RM staff back rivals' mail boycott
Royal Mail workers have voted in favour of boycotting competitors' mail and have massively rejected the Government's controversial plan to privatise the company.
A ballot of 112,000 delivery, sorting office and other postal staff by the Communication Workers Union (CWU) showed that 96% opposed the planned sell-off of Royal Mail.
But a brief hearing was later held in the High Court, when Royal Mail said the union had given an undertaking not to induce its members to refuse to handle competitors' letters and parcels pending a further hearing on June 28.
"As a result any direction by the Communication Workers Union that postmen and women should refuse to handle access letters and parcels would be unlawful," said Royal Mail.
A CWU spokesman said: "Royal Mail did seek an injunction today against any industrial action. We have given an undertaking to not call industrial action for the next seven days in reliance on the consultative ballot. There is currently no injunction against CWU."
More than nine out of 10 CWU members said they backed a boycott of mail handled by rival companies amid union fears that jobs will be hit by "unfair" competition.

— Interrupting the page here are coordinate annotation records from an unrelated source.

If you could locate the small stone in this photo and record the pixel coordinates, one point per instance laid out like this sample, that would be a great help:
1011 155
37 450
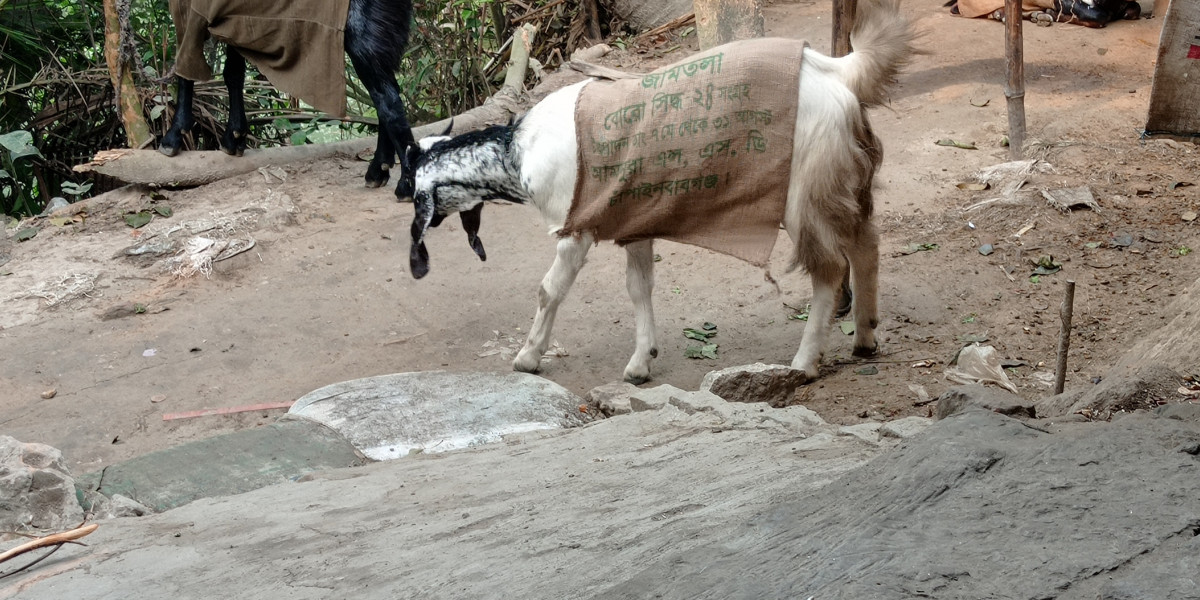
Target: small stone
904 429
654 397
773 384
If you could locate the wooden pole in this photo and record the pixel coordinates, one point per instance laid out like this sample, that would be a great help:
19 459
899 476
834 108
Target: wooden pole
843 22
1066 311
1014 90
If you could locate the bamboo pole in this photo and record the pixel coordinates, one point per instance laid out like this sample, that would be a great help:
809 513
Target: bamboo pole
1014 90
1066 311
49 540
843 22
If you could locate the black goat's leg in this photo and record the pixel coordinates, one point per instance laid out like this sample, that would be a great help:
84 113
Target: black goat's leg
173 142
395 135
233 142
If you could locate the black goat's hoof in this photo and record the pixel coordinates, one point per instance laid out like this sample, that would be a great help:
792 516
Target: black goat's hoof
377 175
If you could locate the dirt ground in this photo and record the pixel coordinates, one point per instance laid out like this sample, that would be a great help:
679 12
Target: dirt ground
324 294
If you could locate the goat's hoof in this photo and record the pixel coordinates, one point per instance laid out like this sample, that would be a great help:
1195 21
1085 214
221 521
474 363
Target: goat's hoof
526 366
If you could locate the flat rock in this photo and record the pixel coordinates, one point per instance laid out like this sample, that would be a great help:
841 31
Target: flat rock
1121 391
958 399
611 399
37 492
225 465
773 384
930 519
905 429
389 417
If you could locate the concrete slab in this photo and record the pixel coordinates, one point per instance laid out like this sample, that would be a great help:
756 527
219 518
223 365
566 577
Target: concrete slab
389 417
226 465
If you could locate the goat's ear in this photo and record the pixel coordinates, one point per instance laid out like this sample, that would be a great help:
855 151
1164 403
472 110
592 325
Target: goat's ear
471 220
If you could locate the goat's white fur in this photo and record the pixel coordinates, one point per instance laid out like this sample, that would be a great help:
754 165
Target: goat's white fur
828 198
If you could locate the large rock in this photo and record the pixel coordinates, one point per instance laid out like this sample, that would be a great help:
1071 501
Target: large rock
1123 390
977 507
37 492
388 417
773 384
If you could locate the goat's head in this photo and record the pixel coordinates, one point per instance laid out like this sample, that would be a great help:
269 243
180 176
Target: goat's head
438 191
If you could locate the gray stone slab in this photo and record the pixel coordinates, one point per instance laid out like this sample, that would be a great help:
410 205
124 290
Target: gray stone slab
389 417
222 466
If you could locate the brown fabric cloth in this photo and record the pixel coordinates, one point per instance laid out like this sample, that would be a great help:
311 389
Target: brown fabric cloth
697 153
972 9
298 45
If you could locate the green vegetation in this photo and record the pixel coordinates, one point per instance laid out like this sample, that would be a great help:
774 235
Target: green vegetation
57 97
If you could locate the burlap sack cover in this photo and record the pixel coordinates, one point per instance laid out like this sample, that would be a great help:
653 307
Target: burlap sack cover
298 45
697 153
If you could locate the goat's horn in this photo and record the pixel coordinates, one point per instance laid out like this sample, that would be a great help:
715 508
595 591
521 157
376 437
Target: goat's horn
423 215
471 220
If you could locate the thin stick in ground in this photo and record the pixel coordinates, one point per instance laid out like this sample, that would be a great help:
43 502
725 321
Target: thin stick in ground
1066 312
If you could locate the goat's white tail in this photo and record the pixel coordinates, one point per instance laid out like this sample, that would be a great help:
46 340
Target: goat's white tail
882 42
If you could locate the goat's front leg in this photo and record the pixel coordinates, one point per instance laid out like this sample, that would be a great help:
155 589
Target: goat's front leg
573 253
825 294
173 141
395 135
233 142
640 281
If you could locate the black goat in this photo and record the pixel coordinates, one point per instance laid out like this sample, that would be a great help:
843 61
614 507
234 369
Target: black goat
376 37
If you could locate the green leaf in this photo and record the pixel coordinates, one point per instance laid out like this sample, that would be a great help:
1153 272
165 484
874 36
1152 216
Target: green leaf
138 220
19 144
701 352
952 143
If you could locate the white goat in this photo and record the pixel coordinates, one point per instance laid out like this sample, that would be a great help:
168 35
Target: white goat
829 198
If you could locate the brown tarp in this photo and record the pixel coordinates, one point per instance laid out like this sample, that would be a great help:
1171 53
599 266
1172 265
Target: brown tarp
697 153
298 45
1175 97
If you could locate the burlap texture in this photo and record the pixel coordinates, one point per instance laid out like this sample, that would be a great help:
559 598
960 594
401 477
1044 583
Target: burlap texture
697 153
298 45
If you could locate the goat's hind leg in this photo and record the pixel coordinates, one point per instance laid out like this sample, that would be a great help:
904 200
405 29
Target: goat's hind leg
640 281
826 282
173 141
233 142
864 267
571 256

The ballot, which had a turnout of 74%, also returned huge votes in favour of the union's claim for an above-inflation pay rise, and a policy of non-cooperation against the "relentless pursuit" of performance demands.
CWU general secretary Billy Hayes said: "Today postal workers have spoken loud and clear, with a massive 96% roundly rejecting the Government's plans to privatise Royal Mail. The workforce does not support the Government or Royal Mail on selling the company.
"This company is flourishing in public ownership, as the recent doubling of profits proves. It's becoming less clear what this policy is about. Why privatise this profitable company?"
Royal Mail said it was committed to seeking an agreement with the union on the way forward that equipped the business for the future and was fair to employees.